The series made its debut October 2022 in installments posted along Cherokee Street storefronts. Many continue to hang along the district’s many storefronts.
“I like them visually, but also they’re a compelling way to start conversations about mental health,” says Holt, in the project’s accompanying online video. “If this said something about ‘Mental Health Conditions’ in big words I don’t think people would be as interested. Art has that capacity to lure people in and get curious.”
Holt, who holds a BFA in painting from Washington University in St. Louis and an MFA in the same from Washington State University in Pullman, notes that mental health issues are rarely visible because they are weighted by stigma and manifested in troubling behaviors.
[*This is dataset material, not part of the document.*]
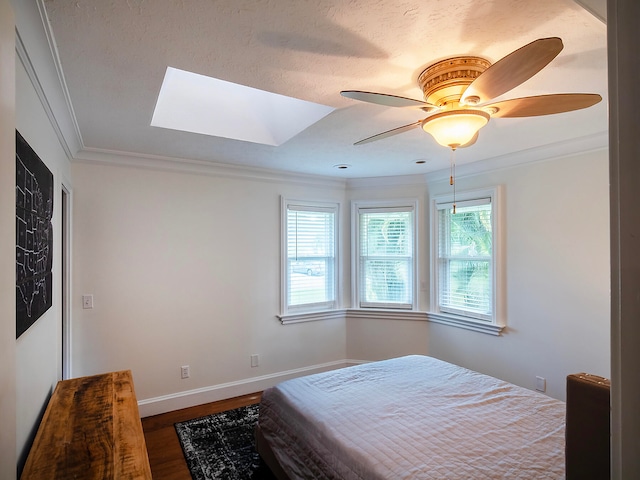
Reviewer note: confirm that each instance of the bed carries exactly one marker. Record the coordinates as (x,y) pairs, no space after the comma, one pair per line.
(410,417)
Only since the early twenty-first century, when the PET scanner became a part of some medical practices were brain disorders made visible in the colors of PET scan technology. Those mental states that were feared and hidden, Neuro Blooms reveals them in multi-hued cross-sections of the brain, illuminating depression, anxiety, schizophrenia, addiction, OCD, and PTSD to borderline personality disorder. Blues, yellows, purples, reds, and orange hues migrate across primary cortexes and areas of the brain. They settle and unsettle our moods, thoughts, and mental processes.
The project’s name, invoking the beauty of various flowering states, invites paradox. Unless training for psychiatry, almost all of us approach tenuous mental states with trepidation. Perhaps we should let go of that fear to instead ask what a “normal” state of mind consists of, or whether a uniformly “normal state of mind” in any one of us is even possible. All of us have at one point known anxiety, depression, and, most likely, also addiction, just as surely all of us know and recognize the colors yellow, red, blue, purple, and orange.
Neuro Blooms shows us how mental states might be projected outside our innermost thoughts, out into the physical world, so that they might be drawn back into our consciousness and reinterpreted in new ways. Maybe that sounds improbable or difficult, but it could also offer that rare state we call “peace of mind.”